I’ve been thinking of submitting an article to Yahoo Voices/Contributor Network about IF. Instead of trying to convince people that IF is cool, I simply include IF with other forms of storytelling, as if assuming the readers already knew about it, even though they probably haven’t. The title of the article would be something like “Top Resources for Interactive Storytelling,” and it would go on to say where ebook-lovers can find “interactive novellas,” and where fiction writers can find “writing tools” for developing interactive plots. I would list the major blogs and websites, the major interpreters (without using that word, of course), and the major development tools, trying to explain them without bringing in any internal distinctions, as if the readers of the article have always known what IF is, and just need to be filled in on the trends that they’ve been missing. There would be no “text adventures” (aside from a possible off-hand reference), and there would be little explanation about the differences between parser and choice-based.
Naturally, apps for iOS and Android would be among the most important resources for readers. I might specifically relate playing IF to summer novel reading on a Kindle or Nook. However, I have almost no experience with apps for any mobile platform. I’ve been browsing old threads here, but I don’t know how things currently stand for mobile IF players.
iFrotz for iPhone/Pad/Pod?

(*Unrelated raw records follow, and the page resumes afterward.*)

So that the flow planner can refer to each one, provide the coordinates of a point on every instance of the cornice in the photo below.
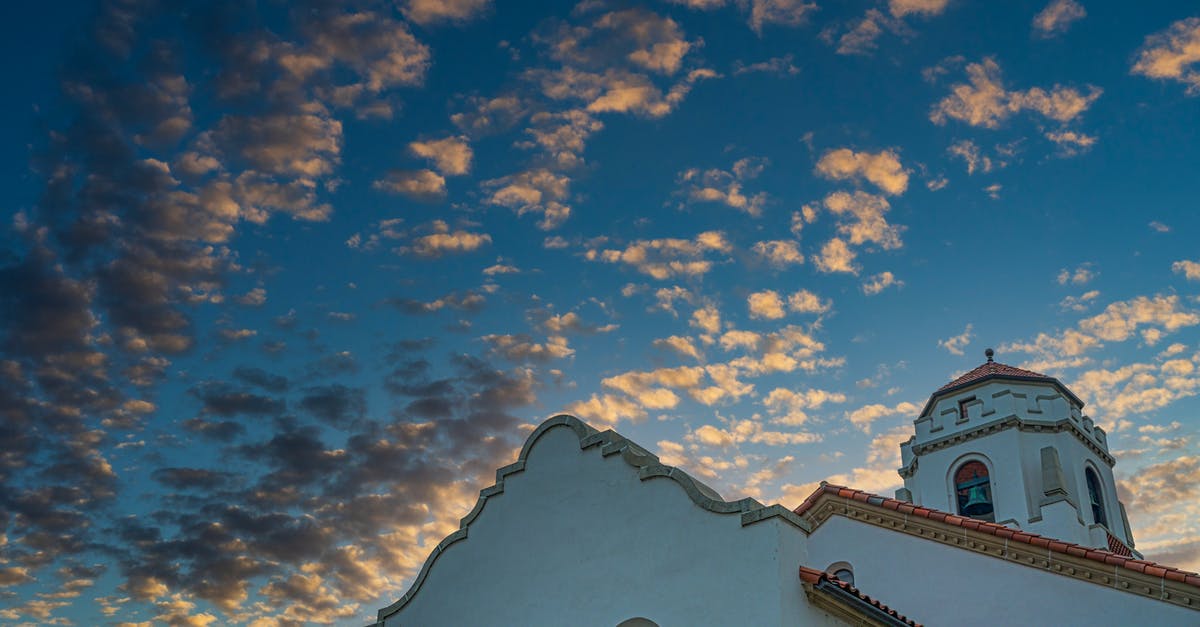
(1030, 555)
(1065, 424)
(609, 442)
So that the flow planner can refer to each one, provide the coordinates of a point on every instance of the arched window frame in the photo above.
(1099, 508)
(952, 485)
(839, 569)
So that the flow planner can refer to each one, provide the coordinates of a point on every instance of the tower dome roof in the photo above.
(990, 370)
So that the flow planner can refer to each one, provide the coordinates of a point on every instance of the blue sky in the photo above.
(283, 285)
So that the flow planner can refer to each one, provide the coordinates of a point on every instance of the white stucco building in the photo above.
(1008, 515)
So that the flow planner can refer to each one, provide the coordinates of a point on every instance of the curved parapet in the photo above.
(609, 443)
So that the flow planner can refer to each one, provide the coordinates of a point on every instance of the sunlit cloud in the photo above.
(985, 102)
(1057, 17)
(882, 169)
(1173, 54)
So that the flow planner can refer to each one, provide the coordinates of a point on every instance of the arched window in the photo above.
(1096, 496)
(843, 571)
(973, 490)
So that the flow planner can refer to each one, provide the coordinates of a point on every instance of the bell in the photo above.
(977, 502)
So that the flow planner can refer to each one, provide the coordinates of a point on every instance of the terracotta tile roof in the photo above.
(1103, 556)
(816, 578)
(994, 369)
(1119, 547)
(990, 369)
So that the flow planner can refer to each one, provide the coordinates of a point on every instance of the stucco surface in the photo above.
(946, 585)
(577, 537)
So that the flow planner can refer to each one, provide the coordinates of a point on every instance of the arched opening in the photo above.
(973, 490)
(1096, 496)
(843, 571)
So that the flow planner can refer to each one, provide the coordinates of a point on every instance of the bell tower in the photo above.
(1011, 446)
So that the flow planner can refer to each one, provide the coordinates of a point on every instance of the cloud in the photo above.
(761, 13)
(573, 322)
(862, 37)
(1079, 303)
(955, 344)
(522, 348)
(778, 12)
(835, 257)
(1057, 17)
(1119, 322)
(606, 410)
(1071, 143)
(882, 169)
(706, 318)
(679, 345)
(417, 184)
(725, 187)
(442, 240)
(467, 300)
(879, 282)
(1138, 387)
(539, 191)
(433, 11)
(1173, 54)
(775, 65)
(1189, 269)
(779, 252)
(1081, 275)
(869, 225)
(664, 258)
(868, 414)
(787, 406)
(766, 304)
(450, 155)
(972, 156)
(984, 101)
(805, 302)
(925, 7)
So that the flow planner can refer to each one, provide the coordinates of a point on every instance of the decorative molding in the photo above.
(1029, 555)
(609, 443)
(1009, 423)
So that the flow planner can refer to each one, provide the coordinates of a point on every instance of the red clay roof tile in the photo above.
(994, 369)
(811, 575)
(1055, 545)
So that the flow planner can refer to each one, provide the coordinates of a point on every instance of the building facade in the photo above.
(1008, 515)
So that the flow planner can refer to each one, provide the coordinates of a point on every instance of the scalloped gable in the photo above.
(607, 443)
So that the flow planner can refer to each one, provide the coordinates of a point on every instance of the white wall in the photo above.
(937, 584)
(576, 538)
(1014, 459)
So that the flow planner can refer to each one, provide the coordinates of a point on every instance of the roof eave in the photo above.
(960, 387)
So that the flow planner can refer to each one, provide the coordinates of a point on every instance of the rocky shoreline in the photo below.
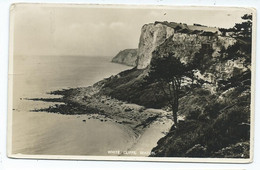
(91, 101)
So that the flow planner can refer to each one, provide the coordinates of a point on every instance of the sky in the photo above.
(83, 30)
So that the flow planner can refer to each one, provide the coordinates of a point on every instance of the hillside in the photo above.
(217, 108)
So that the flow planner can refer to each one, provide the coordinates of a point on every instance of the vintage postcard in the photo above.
(129, 82)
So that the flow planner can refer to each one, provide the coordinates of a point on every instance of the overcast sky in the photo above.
(98, 31)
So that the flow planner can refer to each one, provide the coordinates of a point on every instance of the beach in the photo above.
(91, 124)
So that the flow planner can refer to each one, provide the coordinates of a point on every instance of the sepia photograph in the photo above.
(131, 82)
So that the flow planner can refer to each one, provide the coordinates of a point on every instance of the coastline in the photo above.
(135, 119)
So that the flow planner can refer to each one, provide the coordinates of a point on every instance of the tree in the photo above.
(240, 51)
(169, 73)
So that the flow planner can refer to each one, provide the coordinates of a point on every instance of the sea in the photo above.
(42, 133)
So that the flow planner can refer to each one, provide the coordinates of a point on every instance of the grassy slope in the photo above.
(216, 125)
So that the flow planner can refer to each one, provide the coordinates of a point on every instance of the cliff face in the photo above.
(184, 45)
(169, 38)
(151, 37)
(215, 110)
(127, 57)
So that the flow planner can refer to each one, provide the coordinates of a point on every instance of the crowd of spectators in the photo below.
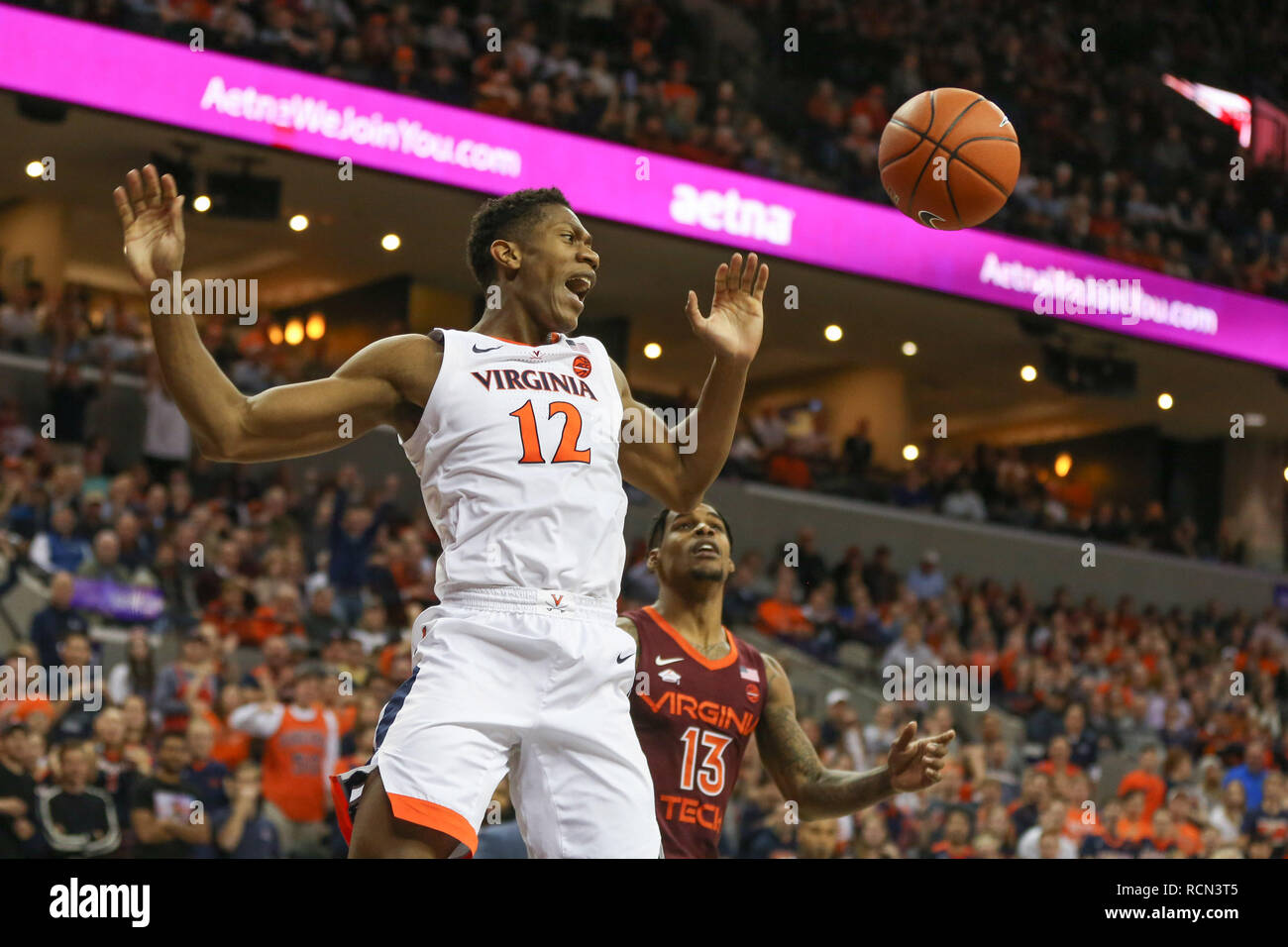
(789, 447)
(1115, 162)
(1194, 697)
(273, 590)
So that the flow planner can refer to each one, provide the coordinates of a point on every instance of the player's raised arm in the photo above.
(374, 386)
(823, 792)
(677, 466)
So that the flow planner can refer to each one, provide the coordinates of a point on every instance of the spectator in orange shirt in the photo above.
(1134, 825)
(956, 841)
(230, 612)
(1180, 809)
(1146, 780)
(1056, 766)
(781, 616)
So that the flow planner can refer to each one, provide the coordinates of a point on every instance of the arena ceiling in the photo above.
(969, 357)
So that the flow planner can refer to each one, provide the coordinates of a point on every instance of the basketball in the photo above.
(948, 158)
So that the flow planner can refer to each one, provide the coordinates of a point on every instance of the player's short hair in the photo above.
(505, 218)
(658, 531)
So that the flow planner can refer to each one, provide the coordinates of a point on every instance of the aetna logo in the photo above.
(732, 213)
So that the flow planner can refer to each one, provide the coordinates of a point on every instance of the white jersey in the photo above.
(516, 457)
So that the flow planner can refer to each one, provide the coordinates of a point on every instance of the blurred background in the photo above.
(1109, 684)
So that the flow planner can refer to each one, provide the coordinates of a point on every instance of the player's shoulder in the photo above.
(748, 651)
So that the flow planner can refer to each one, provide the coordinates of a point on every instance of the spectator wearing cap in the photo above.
(780, 615)
(1146, 779)
(1050, 822)
(17, 791)
(926, 581)
(1250, 774)
(240, 828)
(53, 622)
(59, 548)
(76, 818)
(301, 746)
(163, 812)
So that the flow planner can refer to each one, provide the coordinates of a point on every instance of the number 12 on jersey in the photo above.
(567, 451)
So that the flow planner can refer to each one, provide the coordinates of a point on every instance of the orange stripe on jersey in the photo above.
(690, 650)
(434, 815)
(554, 338)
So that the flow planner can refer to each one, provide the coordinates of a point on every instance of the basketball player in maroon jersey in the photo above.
(700, 692)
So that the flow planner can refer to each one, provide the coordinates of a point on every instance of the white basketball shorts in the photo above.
(532, 684)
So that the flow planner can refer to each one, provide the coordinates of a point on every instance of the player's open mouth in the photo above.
(579, 286)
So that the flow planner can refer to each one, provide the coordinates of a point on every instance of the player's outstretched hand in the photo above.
(151, 211)
(737, 316)
(917, 764)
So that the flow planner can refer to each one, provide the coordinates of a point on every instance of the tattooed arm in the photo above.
(823, 792)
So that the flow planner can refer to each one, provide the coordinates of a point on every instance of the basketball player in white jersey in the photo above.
(516, 434)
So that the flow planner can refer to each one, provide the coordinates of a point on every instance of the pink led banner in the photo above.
(265, 105)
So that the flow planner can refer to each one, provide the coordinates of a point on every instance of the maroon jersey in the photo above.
(694, 720)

JFrotz for Android and Blackberry? Is there anything official for Kindle?
JFrotz and Twisty are the only options I’ve been able to find for Android, though both are unpolished and neither seem to support anything outside z-code. In terms of app options it’s definitely under-powered; I switched to a Samsung Galaxy from an iPhone and took a serious hit to the range of games I could play.
Someone’s also ported Adventure for Android, and not done a terrible job. And there’s a few other standalone games for it. But yeah, in terms of standard interpreters that I’ve seen, there’s sadly not much going on.

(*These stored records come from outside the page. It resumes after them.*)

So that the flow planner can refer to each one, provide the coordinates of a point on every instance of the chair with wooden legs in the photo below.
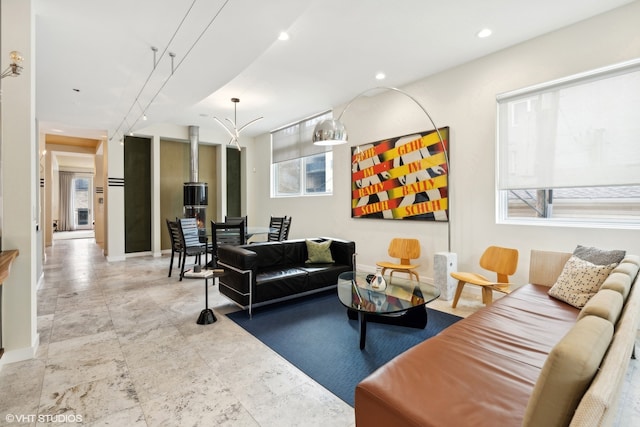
(405, 250)
(502, 261)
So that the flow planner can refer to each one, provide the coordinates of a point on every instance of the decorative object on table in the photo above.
(377, 280)
(502, 261)
(14, 69)
(233, 130)
(404, 250)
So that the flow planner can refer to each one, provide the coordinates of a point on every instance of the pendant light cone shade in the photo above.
(330, 132)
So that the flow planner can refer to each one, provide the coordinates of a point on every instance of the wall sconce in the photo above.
(14, 67)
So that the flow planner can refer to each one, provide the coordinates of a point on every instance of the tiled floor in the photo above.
(119, 345)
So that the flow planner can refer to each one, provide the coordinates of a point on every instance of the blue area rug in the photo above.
(315, 335)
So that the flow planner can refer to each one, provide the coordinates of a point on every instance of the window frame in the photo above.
(509, 100)
(297, 150)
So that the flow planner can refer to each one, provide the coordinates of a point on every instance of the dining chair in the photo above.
(176, 244)
(286, 227)
(238, 218)
(404, 250)
(227, 233)
(190, 241)
(502, 261)
(275, 225)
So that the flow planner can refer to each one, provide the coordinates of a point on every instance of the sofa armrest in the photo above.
(342, 250)
(546, 266)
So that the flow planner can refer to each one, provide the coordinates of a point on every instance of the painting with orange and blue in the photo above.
(405, 177)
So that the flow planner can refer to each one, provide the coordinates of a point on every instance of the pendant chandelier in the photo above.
(232, 127)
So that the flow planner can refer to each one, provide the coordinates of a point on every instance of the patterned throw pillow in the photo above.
(579, 281)
(599, 256)
(319, 252)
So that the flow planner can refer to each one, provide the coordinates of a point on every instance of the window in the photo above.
(298, 167)
(569, 150)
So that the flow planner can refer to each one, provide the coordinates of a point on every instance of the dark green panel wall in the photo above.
(137, 194)
(234, 183)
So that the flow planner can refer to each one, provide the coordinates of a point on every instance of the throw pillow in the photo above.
(599, 256)
(579, 281)
(319, 252)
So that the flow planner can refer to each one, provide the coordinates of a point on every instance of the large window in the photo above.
(298, 167)
(569, 150)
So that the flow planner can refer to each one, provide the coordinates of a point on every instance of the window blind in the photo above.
(295, 141)
(580, 131)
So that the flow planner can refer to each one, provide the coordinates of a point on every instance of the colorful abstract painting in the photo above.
(402, 178)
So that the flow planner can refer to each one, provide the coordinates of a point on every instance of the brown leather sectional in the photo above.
(482, 370)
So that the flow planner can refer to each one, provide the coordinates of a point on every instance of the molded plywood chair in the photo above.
(405, 250)
(502, 261)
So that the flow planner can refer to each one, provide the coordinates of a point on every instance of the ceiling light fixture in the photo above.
(485, 32)
(233, 130)
(14, 69)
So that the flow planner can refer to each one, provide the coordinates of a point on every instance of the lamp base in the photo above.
(206, 317)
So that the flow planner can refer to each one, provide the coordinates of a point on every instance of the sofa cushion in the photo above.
(628, 268)
(599, 256)
(606, 304)
(319, 252)
(579, 281)
(619, 282)
(567, 373)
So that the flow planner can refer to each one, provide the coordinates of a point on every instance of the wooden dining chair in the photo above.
(190, 241)
(502, 261)
(275, 224)
(176, 243)
(404, 250)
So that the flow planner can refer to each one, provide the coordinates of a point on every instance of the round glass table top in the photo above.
(362, 292)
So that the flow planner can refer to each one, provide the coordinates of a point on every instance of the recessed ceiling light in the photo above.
(485, 32)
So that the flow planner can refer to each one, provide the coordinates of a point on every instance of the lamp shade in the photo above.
(329, 132)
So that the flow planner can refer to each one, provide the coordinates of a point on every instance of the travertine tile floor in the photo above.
(119, 346)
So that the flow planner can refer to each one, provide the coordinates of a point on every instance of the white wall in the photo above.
(464, 99)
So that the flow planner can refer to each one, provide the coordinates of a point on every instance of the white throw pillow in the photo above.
(579, 281)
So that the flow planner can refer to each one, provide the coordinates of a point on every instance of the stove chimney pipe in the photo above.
(194, 136)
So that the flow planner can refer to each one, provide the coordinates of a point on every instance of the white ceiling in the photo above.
(93, 57)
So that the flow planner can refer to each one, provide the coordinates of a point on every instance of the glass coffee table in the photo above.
(398, 302)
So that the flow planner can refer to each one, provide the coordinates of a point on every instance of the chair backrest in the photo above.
(405, 249)
(502, 261)
(174, 234)
(189, 232)
(286, 227)
(276, 223)
(236, 219)
(228, 233)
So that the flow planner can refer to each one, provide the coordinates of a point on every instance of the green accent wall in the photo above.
(234, 182)
(137, 194)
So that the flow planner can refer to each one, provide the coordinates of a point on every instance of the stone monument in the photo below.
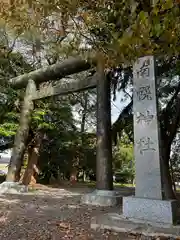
(148, 203)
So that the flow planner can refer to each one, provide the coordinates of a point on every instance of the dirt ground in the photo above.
(51, 214)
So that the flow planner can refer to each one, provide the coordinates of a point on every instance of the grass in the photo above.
(93, 184)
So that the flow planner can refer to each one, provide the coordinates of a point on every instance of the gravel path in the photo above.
(50, 214)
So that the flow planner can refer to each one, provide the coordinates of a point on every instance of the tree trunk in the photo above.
(21, 137)
(33, 159)
(104, 178)
(53, 72)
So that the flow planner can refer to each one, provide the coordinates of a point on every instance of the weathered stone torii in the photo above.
(104, 194)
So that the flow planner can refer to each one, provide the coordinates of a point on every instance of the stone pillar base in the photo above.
(150, 211)
(12, 187)
(104, 198)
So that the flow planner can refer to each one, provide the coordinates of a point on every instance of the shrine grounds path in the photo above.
(52, 213)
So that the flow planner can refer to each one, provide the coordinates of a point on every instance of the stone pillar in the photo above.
(22, 134)
(104, 194)
(148, 203)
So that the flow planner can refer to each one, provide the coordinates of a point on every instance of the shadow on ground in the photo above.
(50, 213)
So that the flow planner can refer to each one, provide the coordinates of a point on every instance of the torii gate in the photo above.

Both Hunky variants are no longer working with recent Android releases (from android 4.1 I think) so it’s not a viable solution.
Zmpp is working fine and looks good. What I’d like in such terp would be to copy in the input line words we click on so it’d be quicker to type. If I remember well, a terp called frostz on windows mobile could do that: jpdefault.altervista.org/?p=software&id=frostz
I really struggle with it on iPad, because the keyboard disappears after every inputted command. I tried looking for a workaround, but couldn’t find anything. Obviously this is more a iOS/Safari issue than a Parchment problem. Any advice?
I had trouble with this when I was working on Quixe. I think the necessary trick is to keep the element in the DOM. Don’t remove it and replace it after each input. (However, I have not gotten Quixe to do this.)
I’ve just downloaded ‘Son of Hunky Punk’ on the Android market. I some difficulties at first with gamers not recognising that I’d entered a command, but the developer was very quick in addressing my issues.
I was experiencing a lot of slowdown with Twisty. ZMPP was great apart from a lack of scroll function, which was very off-putting, and you couldn’t play your own downloads from ifdb.
Son if Hunky Punk lets you play downloads, scroll text and recognises blorb and TADS files. I’ve nit play-tested throughly yet, but seems ok up to now.